No sound on a track? Try this.

TorS wrote on 9/26/2003, 3:58 AM
I've just spent a couple of days (and a stack of blank DVDS) solving this mystery, so I thought I'd share the solution.
I burned a DVD with several tracks. On one of them the audio did not work. It was not totally absent; when I turned the volume very loud I could "sense" it. But on preview in DVDA it worked fine.
Well, I had a phase problem. This was a mono soundtrack being treated as stereo. When the DVD track played on my (mono) TV set, the two channels canceled each other out. So I went back to Vegas, rightclicked the audio, selected Channels and Left only, re-rendered again. Burned again. All well.
So it's a good test: Open Channels, select Combine. If the sound disappears your phase is wrong.
Tor

Comments

johnmeyer wrote on 9/26/2003, 10:48 AM
Very interesting discovery. Purposely setting the channels out of phase is a trick used to remove vocals from music, since they are often placed equally on both channels.
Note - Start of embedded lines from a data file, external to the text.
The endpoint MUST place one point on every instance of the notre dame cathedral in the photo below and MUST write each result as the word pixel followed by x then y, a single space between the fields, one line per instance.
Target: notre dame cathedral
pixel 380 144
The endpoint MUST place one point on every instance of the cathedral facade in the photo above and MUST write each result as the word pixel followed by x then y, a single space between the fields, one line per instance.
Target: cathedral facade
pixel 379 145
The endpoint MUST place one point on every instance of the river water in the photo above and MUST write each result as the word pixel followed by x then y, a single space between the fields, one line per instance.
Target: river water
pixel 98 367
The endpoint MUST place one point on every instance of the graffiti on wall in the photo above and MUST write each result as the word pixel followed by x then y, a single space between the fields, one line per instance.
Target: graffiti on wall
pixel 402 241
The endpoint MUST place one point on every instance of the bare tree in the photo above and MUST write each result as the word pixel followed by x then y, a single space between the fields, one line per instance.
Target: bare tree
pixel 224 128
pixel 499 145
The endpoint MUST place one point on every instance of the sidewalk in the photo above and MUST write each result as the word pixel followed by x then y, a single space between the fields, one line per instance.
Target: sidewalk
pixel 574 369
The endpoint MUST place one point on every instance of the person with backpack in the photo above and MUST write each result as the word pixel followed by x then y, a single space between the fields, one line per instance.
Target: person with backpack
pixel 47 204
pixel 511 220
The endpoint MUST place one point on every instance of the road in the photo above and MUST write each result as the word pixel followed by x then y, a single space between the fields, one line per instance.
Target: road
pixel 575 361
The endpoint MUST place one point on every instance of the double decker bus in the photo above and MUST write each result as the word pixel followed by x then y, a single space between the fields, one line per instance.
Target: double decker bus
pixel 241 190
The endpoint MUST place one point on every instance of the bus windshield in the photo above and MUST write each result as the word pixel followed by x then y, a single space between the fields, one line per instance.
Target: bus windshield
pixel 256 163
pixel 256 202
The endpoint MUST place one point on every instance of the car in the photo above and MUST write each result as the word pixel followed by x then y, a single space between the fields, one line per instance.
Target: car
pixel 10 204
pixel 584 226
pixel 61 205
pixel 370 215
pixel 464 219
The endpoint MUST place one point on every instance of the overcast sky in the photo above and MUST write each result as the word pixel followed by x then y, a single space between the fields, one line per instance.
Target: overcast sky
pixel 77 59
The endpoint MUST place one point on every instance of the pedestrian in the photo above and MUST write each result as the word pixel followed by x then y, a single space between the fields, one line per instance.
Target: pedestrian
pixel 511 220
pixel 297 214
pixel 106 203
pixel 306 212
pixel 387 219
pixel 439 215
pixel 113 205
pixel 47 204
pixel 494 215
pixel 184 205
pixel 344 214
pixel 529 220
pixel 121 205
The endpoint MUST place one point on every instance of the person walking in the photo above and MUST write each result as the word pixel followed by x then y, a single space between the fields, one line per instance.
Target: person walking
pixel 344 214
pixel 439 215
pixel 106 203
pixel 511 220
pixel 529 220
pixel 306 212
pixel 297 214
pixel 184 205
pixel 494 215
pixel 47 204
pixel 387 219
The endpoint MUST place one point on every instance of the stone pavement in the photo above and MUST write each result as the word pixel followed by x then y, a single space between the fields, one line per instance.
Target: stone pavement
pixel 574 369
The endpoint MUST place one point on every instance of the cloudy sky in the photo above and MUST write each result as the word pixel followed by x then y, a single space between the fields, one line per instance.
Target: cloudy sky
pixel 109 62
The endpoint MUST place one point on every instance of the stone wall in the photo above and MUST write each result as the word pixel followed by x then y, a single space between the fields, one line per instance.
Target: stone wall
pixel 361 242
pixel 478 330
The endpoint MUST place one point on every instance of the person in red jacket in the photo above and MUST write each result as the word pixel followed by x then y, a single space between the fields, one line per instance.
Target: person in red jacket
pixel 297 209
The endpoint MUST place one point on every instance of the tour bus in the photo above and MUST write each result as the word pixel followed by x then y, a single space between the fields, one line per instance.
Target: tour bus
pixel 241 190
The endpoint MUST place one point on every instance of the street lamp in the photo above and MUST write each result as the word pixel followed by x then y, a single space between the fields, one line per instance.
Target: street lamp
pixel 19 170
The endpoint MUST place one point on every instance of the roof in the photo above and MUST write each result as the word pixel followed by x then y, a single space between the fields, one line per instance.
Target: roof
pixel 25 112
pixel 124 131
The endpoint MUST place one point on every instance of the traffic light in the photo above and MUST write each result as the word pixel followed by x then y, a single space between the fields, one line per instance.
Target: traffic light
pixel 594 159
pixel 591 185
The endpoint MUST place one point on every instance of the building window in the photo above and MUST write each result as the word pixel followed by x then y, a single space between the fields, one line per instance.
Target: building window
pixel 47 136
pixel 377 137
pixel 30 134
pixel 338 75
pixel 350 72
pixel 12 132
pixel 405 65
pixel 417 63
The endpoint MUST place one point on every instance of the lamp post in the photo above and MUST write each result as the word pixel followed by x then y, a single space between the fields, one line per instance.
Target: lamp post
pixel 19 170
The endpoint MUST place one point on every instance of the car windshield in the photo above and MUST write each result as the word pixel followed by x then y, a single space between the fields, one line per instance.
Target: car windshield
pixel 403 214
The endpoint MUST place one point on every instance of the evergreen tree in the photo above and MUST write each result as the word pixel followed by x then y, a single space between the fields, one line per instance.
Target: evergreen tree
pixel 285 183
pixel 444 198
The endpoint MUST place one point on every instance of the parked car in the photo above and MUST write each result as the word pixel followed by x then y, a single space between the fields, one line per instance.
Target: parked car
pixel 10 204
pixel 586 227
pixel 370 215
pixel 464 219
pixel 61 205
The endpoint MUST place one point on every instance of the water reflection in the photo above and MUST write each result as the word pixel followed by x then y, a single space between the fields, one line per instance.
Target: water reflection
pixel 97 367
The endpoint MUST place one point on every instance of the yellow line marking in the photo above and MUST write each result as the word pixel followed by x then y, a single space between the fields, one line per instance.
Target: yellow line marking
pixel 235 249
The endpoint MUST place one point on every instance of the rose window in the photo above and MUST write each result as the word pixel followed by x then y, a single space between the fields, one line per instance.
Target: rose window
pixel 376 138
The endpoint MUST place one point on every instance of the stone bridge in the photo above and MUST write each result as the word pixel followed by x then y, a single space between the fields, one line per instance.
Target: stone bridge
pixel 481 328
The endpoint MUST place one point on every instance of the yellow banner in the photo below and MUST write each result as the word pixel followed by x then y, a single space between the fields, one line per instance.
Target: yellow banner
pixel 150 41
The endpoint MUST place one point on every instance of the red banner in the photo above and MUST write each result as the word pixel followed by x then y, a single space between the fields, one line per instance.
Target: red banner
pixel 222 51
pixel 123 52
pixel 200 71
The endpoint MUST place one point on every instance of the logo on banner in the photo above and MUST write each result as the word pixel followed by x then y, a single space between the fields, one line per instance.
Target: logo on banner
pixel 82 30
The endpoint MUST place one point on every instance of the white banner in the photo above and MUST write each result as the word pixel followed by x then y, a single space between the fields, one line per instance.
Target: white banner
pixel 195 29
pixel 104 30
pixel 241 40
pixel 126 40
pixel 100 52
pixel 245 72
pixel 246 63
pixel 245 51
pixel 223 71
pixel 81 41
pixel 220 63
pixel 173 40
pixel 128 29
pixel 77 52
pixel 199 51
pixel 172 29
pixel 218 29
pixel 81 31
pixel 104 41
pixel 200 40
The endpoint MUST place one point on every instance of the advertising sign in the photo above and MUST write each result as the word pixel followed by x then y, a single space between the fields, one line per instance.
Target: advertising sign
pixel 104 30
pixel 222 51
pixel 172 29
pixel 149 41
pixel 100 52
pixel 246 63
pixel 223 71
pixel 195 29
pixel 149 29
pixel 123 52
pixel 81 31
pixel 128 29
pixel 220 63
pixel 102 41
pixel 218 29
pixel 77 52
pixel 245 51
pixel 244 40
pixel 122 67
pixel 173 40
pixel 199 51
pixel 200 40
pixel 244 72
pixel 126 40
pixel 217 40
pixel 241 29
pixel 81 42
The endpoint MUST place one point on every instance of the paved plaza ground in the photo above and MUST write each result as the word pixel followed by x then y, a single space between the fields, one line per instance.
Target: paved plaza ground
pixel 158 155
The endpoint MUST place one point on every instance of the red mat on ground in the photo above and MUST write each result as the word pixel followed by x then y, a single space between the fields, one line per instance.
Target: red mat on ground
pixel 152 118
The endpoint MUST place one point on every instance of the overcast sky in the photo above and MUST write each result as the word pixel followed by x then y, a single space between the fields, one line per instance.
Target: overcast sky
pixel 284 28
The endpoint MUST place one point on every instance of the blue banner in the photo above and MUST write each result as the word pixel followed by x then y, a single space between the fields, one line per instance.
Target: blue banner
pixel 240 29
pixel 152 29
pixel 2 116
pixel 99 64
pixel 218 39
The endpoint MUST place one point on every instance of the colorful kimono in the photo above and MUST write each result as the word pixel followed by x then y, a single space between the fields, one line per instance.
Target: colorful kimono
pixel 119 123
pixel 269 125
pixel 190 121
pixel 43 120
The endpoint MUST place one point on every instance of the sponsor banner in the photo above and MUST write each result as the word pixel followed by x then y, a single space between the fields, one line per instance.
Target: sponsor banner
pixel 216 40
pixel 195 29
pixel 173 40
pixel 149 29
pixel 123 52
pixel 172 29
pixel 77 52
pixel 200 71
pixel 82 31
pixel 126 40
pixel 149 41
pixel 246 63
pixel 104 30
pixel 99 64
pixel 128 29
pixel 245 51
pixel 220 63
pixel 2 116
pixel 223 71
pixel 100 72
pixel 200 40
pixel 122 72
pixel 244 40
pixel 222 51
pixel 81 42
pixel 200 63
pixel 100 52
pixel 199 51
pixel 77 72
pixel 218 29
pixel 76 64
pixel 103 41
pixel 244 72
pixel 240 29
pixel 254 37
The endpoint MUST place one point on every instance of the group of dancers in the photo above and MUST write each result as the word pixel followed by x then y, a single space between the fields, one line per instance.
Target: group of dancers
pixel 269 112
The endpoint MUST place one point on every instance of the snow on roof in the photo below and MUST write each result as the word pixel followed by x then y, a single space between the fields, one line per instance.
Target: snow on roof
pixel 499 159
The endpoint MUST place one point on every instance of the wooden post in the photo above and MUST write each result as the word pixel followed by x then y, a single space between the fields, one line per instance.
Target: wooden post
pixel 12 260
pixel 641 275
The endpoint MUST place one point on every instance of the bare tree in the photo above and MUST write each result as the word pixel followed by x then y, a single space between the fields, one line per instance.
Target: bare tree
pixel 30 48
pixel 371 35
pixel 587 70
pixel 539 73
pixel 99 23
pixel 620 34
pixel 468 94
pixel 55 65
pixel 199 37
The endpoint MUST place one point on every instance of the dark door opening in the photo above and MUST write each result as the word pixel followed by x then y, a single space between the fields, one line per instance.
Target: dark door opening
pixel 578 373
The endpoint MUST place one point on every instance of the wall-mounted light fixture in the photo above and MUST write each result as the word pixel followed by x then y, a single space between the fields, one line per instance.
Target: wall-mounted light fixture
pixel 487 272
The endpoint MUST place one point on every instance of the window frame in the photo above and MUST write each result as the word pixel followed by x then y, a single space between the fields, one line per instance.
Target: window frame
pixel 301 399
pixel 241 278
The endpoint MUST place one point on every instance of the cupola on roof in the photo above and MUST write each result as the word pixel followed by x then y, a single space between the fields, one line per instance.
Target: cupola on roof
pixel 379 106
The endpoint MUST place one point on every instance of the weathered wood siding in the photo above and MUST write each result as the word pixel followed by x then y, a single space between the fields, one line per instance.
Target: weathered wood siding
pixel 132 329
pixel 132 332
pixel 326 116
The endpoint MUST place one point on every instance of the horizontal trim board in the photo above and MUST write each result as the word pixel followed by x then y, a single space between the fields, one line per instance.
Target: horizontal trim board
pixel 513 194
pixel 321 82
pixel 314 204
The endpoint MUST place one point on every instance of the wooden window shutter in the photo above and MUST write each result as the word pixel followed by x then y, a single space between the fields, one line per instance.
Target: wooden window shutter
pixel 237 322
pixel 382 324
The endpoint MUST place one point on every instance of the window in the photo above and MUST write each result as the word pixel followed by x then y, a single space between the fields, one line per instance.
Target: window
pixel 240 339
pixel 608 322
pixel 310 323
The question is, did you ever figure out how the two channels came to be recorded out of phase?
TorS wrote on 9/26/2003, 11:09 AM
Don't know for sure why it happened. I may have tried to simulate stereo one time. But I would have done that to several videos (from old analogue tapes), but only this one gave me phase trouble.
Tor
Jsnkc wrote on 9/26/2003, 1:39 PM
"I've just spent a couple of days (and a stack of blank DVDS)"

Ever heard of DVD-RW's they are great for testing purposes and solving lifes little mysteries.
wobblyboy wrote on 9/26/2003, 11:06 PM
You know there is an invert track phase icon on the audio tracks in Vegas.
TorS wrote on 9/27/2003, 1:09 PM
Well, I didn't know - must be new in 4. Anyway, it seems to work on the whole track, so it wouldn't have solved my problem, inverting both channels.